WILMINGTON — There is a lot of history in Wilmington, historic homes and buildings, to the very streets cars drive down. Last year, City Council adopted a new Brick Street Policy to help preserve some of that history, and restore Wilmington’s streets to reflect their past heritage.
While brick streets can offer a more historic aesthetic to the city, brick paved streets are significantly more difficult to maintain than asphalt streets. Several of the historic brick streets in Wilmington have been paved over with asphalt starting as far back as the 1980s, but now they are making a comeback.
Starting next week crews are scheduled to begin work on a portion of 4th Street. They will begin by removing asphalt that has been poured over original brick streets. The portion of 4th Street between Market Street and Dock Street will be closed until Thursday.
“These repairs are part of the city’s ongoing efforts to maintain brick streets in the downtown area that began with the adoption of a new policy last year outlining how to prioritize the city’s repairs and preservation efforts. The city has approximately four miles of brick streets, some of which have been covered over with asphalt as utility and other repairs have occurred time,” Wilmington Spokeswoman Malissa Talbert said.
There are more streets that are scheduled for this spring, including parts of Queen Street and 7th Street.
Removing the asphalt from existing brick streets is one of the top priorities in the city’s preservation efforts. Similar work on other brick streets will take place this spring. Although historic and visually appealing to some, brick streets do come with more problems than asphalt streets.
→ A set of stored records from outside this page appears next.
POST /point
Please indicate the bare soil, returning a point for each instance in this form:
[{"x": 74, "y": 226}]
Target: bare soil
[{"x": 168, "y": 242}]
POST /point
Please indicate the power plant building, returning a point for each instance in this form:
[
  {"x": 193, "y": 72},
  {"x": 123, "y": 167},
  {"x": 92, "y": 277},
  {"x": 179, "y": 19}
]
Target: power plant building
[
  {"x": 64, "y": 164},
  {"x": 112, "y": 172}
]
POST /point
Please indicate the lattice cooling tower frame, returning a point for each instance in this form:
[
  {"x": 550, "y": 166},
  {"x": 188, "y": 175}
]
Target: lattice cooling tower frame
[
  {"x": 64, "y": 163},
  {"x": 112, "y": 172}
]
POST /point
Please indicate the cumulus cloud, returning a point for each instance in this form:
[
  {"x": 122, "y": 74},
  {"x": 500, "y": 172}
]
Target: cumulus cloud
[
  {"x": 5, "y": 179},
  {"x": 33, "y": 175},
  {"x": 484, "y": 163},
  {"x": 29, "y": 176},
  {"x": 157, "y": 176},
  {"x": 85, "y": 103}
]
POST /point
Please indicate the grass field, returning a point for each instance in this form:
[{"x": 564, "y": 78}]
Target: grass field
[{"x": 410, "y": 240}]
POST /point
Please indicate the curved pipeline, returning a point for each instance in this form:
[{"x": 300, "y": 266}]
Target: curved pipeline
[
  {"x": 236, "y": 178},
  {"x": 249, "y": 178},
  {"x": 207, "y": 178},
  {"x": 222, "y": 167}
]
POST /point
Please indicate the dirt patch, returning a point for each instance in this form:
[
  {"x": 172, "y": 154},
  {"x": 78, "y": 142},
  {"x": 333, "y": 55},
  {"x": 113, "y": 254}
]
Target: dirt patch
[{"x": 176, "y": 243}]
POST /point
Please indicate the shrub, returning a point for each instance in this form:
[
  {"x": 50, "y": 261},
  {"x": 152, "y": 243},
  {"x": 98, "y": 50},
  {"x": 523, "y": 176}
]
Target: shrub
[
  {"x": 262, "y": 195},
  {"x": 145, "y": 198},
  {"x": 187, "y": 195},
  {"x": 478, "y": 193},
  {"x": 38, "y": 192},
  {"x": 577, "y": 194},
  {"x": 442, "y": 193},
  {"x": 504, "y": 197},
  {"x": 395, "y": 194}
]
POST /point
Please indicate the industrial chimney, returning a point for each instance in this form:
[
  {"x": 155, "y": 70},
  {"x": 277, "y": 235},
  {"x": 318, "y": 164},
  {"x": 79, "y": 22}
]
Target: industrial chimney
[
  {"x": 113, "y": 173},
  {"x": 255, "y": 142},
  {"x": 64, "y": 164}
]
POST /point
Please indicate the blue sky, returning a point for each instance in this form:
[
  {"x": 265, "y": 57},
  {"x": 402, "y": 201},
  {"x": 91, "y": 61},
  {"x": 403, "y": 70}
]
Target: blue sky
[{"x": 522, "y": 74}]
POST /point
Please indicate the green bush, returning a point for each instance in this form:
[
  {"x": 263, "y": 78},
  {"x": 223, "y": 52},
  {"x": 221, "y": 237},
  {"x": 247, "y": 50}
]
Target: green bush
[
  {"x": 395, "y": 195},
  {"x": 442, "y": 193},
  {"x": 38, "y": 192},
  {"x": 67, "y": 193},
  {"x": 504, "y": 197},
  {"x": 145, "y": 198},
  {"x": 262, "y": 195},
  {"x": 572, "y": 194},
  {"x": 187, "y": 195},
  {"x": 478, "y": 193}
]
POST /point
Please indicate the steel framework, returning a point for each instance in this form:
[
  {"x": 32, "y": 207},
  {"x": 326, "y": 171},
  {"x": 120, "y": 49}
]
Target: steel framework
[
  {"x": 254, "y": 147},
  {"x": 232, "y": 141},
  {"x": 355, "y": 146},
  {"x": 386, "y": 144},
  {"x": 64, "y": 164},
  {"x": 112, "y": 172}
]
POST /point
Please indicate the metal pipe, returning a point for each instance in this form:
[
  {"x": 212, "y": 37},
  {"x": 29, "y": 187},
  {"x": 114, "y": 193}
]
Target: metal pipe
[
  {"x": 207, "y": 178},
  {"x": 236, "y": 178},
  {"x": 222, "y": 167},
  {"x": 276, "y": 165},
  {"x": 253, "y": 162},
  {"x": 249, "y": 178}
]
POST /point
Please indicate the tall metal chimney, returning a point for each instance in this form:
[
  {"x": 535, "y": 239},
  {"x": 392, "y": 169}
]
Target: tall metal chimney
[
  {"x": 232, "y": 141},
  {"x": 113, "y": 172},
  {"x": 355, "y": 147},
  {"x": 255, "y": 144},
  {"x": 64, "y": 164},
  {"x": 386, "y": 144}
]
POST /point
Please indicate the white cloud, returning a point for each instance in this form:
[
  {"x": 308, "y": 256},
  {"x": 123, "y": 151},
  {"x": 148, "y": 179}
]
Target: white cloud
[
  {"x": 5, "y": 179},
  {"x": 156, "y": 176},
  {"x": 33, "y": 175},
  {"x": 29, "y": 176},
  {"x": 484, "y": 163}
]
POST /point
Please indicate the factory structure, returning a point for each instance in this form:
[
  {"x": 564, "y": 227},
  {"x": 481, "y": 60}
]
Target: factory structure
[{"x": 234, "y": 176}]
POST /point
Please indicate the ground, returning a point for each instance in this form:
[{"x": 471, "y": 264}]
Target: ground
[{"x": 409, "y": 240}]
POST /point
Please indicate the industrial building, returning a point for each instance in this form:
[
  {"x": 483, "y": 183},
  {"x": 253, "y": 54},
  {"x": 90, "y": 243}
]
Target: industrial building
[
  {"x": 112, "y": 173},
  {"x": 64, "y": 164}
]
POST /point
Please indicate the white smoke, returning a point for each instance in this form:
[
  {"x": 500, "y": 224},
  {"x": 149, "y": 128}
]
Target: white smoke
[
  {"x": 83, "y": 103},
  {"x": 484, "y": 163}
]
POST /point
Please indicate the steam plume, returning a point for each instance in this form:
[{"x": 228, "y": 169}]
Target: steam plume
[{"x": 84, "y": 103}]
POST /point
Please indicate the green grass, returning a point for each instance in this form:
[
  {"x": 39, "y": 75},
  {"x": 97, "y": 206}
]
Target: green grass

“It is very important that we preserve our brick streets that are such a meaningful symbol of our city’s rich history. The repairs we will be making this spring is another step toward doing that,” Talbert said.
In order to determine which roads can be maintained as a brick paved road, three criteria had to be met including, speed limit, traffic volume, and functional classification.
According to the city’s Brick Street Policy, “The traffic volume threshold has been established at 4,000 vehicles per day; beyond this threshold, the level of traffic, particularly truck traffic, is too great to maintain a sound brick-paved street.”
The work on 4th Street will take place from 7 a.m. – 5 p.m. and will be closed to traffic.